Cada día un integrante del régimen anuncia que tiene covid-19. No dan detalles de tratamiento ni aislamiento, pero sí publican con bombos y platillos que se curaron milagrosamente. Incluso llegan a decir que les bastaron solo tres días para recuperar la salud.

¿Será que tomaron té de maticas de acetaminofén que cultivan en el patio de sus mansiones? ¿Le hicieron caso a aquella candidata a diputada chavista, Rona del Valle Gómez, que desde 2015 recomendó sembrarlas?

Lo cierto es que mientras algunos altos jerarcas se jactan de que vencieron el virus, ninguno de ellos habla de los médicos y sanitaristas que han perdido la vida por estar en contacto con los infectados.

Pero no es de extrañar, porque poco les importa que los médicos venezolanos atiendan a los pacientes en los hospitales sin la protección adecuada. Tampoco que no tengan relevo y trabajen día y noche para tratar de salvar vidas.

Lo que les interesa es que la gente crea que ellos han sido expuestos al virus y que le han ganado la batalla. En el fondo lo que sucede es que el dicho “yerba mala nunca muere” nunca ha sido tan apropiado.

Los médicos cubanos cuentan con toda la protección tanto del régimen como en los hospitales. Se sabe que, por ejemplo, en el Universitario de Maracaibo hay una sala con los mejores equipos que fue asignada solo a los que vienen de la isla. Mientras, a los venezolanos los ponen a trabajar con las uñas.

¿Alguno de la cúpula rojita ha expresado el pésame a los familiares de nuestros médicos héroes que han perdido la vida en esta pandemia? ¿Alguno ha reconocido públicamente el valor de nuestros profesionales que se enfrentan a esta enfermedad sin la debida protección?

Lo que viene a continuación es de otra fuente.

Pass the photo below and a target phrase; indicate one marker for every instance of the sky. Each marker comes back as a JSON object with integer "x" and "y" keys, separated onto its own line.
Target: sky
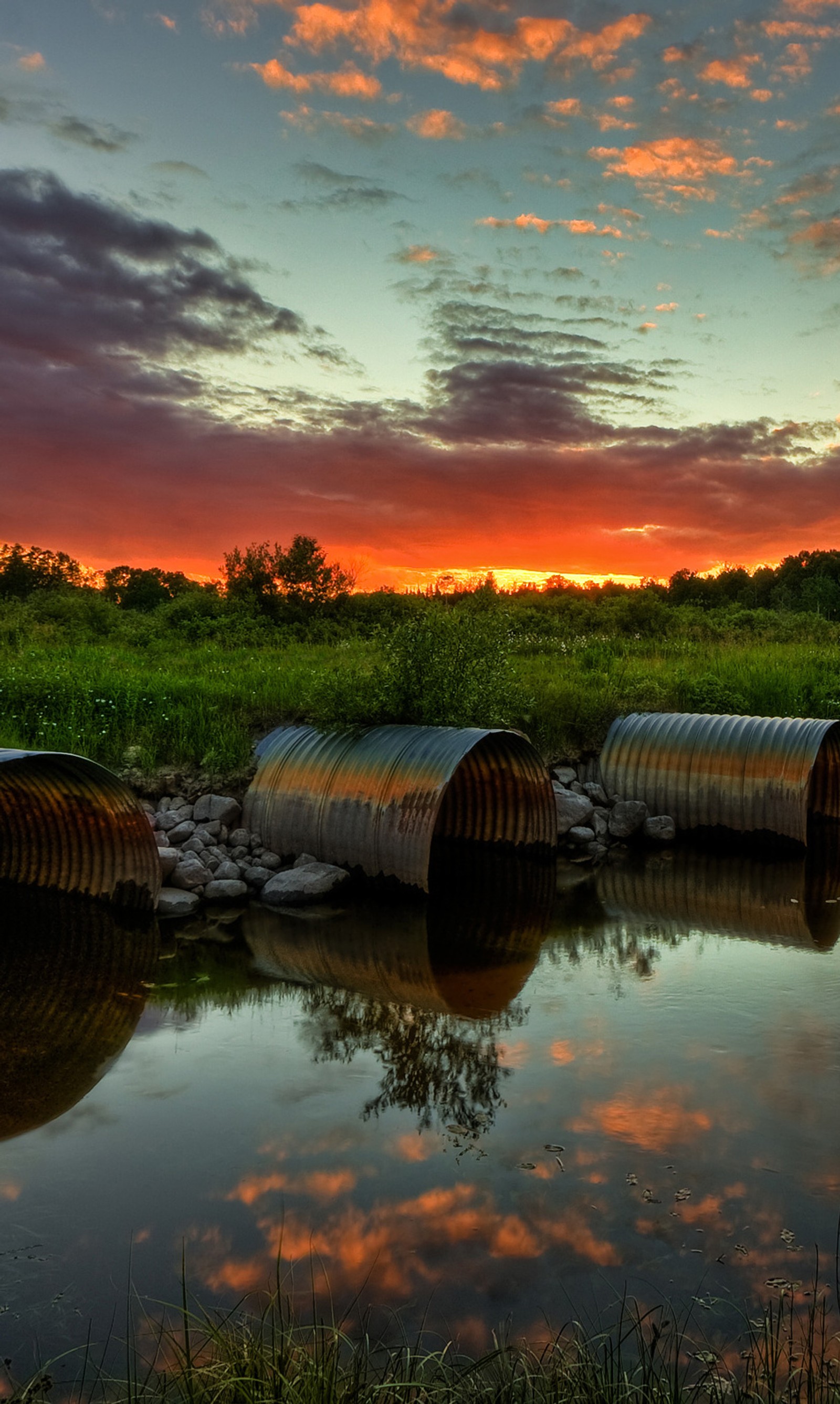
{"x": 507, "y": 284}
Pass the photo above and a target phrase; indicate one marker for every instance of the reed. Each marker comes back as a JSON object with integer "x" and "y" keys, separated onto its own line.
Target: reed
{"x": 789, "y": 1354}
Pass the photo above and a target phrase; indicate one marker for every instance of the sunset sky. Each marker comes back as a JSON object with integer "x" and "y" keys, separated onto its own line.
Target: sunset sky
{"x": 521, "y": 284}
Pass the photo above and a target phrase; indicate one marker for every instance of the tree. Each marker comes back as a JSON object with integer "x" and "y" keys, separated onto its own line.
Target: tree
{"x": 302, "y": 575}
{"x": 23, "y": 570}
{"x": 135, "y": 589}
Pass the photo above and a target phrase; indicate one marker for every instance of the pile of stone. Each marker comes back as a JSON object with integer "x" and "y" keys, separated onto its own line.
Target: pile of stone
{"x": 590, "y": 822}
{"x": 206, "y": 857}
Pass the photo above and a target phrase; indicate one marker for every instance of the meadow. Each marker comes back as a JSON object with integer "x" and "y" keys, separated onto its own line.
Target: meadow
{"x": 194, "y": 681}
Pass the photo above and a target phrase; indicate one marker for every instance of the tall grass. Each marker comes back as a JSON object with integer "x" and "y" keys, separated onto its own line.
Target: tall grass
{"x": 142, "y": 691}
{"x": 787, "y": 1354}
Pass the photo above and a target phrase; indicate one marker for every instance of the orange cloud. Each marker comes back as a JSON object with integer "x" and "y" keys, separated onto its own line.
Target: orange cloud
{"x": 438, "y": 126}
{"x": 347, "y": 82}
{"x": 679, "y": 165}
{"x": 607, "y": 121}
{"x": 362, "y": 128}
{"x": 797, "y": 28}
{"x": 575, "y": 226}
{"x": 427, "y": 34}
{"x": 732, "y": 72}
{"x": 655, "y": 1122}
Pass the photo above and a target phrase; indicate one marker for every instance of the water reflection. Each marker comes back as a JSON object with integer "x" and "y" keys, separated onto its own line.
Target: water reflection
{"x": 70, "y": 981}
{"x": 428, "y": 986}
{"x": 791, "y": 900}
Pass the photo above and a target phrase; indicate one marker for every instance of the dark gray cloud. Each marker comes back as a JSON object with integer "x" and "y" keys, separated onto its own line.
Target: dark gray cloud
{"x": 99, "y": 137}
{"x": 82, "y": 277}
{"x": 178, "y": 169}
{"x": 340, "y": 191}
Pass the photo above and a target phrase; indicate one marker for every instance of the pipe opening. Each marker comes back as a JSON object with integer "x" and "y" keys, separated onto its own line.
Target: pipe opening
{"x": 69, "y": 825}
{"x": 498, "y": 795}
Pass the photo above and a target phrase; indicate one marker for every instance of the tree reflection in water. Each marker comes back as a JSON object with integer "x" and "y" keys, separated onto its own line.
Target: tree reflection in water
{"x": 435, "y": 1065}
{"x": 427, "y": 986}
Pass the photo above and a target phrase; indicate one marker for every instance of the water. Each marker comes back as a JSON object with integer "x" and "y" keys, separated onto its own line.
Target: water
{"x": 371, "y": 1098}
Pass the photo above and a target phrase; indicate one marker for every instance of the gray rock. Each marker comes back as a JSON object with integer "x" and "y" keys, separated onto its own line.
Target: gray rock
{"x": 219, "y": 809}
{"x": 571, "y": 809}
{"x": 174, "y": 903}
{"x": 302, "y": 885}
{"x": 627, "y": 818}
{"x": 225, "y": 809}
{"x": 190, "y": 873}
{"x": 169, "y": 861}
{"x": 228, "y": 871}
{"x": 596, "y": 792}
{"x": 225, "y": 891}
{"x": 181, "y": 831}
{"x": 581, "y": 835}
{"x": 257, "y": 877}
{"x": 659, "y": 829}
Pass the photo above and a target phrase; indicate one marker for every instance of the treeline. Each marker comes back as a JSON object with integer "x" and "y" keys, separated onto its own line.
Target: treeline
{"x": 295, "y": 585}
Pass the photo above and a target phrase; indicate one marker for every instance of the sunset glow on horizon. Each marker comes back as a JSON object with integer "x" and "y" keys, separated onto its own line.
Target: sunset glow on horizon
{"x": 553, "y": 285}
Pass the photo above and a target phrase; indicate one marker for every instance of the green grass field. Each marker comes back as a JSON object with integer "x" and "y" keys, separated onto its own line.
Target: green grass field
{"x": 166, "y": 690}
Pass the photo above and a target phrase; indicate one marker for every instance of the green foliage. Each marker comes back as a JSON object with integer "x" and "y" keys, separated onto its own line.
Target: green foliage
{"x": 262, "y": 575}
{"x": 24, "y": 570}
{"x": 442, "y": 668}
{"x": 134, "y": 589}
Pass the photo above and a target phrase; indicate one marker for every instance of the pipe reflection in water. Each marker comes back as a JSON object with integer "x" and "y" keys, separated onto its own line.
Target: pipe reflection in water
{"x": 793, "y": 900}
{"x": 427, "y": 986}
{"x": 74, "y": 826}
{"x": 72, "y": 994}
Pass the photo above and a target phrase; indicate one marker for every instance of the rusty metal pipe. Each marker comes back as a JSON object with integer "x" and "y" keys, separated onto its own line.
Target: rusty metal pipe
{"x": 749, "y": 774}
{"x": 69, "y": 825}
{"x": 376, "y": 799}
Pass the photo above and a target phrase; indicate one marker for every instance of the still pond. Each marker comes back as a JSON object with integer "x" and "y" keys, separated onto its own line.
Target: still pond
{"x": 504, "y": 1104}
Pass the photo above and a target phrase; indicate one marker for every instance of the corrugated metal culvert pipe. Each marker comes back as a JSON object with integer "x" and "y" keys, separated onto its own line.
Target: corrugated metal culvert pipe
{"x": 69, "y": 825}
{"x": 749, "y": 774}
{"x": 376, "y": 799}
{"x": 789, "y": 902}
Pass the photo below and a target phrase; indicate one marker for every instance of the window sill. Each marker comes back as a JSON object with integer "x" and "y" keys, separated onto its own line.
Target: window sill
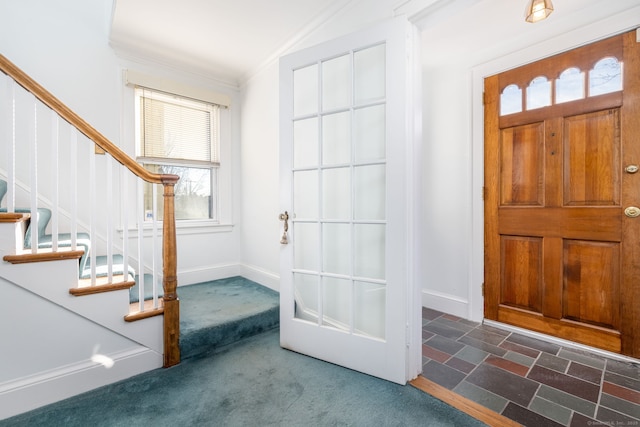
{"x": 182, "y": 228}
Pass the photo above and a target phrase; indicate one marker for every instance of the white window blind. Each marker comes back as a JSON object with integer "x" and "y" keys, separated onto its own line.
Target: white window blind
{"x": 178, "y": 128}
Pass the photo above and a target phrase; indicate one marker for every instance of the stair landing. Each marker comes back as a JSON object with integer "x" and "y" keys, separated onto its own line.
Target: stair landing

Obviamente la respuesta siempre es negativa. Lo que les importa es hacerle creer a la población que tienen la sartén por el mango, que saben cómo manejar esta pandemia. La irresponsabilidad del régimen es tal, que con la parranda de la cuarentena de 7 x 7 confundieron tanto a la población que ahora cuando se les ocurre volver al confinamiento “radical” nadie les hace caso.

Venezuela tiene años sobreviviendo a una crisis sanitaria sin precedentes. No han hecho nada para detener el colapso que llegó hace tiempo. Y lo que ahora hacen para responder a la pandemia se parece a esa idea insólita de sembrar matas de acetaminofén.

Que nos diga el vicepresidente cómo se curó en tres días, para ver si los venezolanos pasamos a la historia y podemos patentar el té de malojillo con limón y bicarbonato como la cura del covid-19.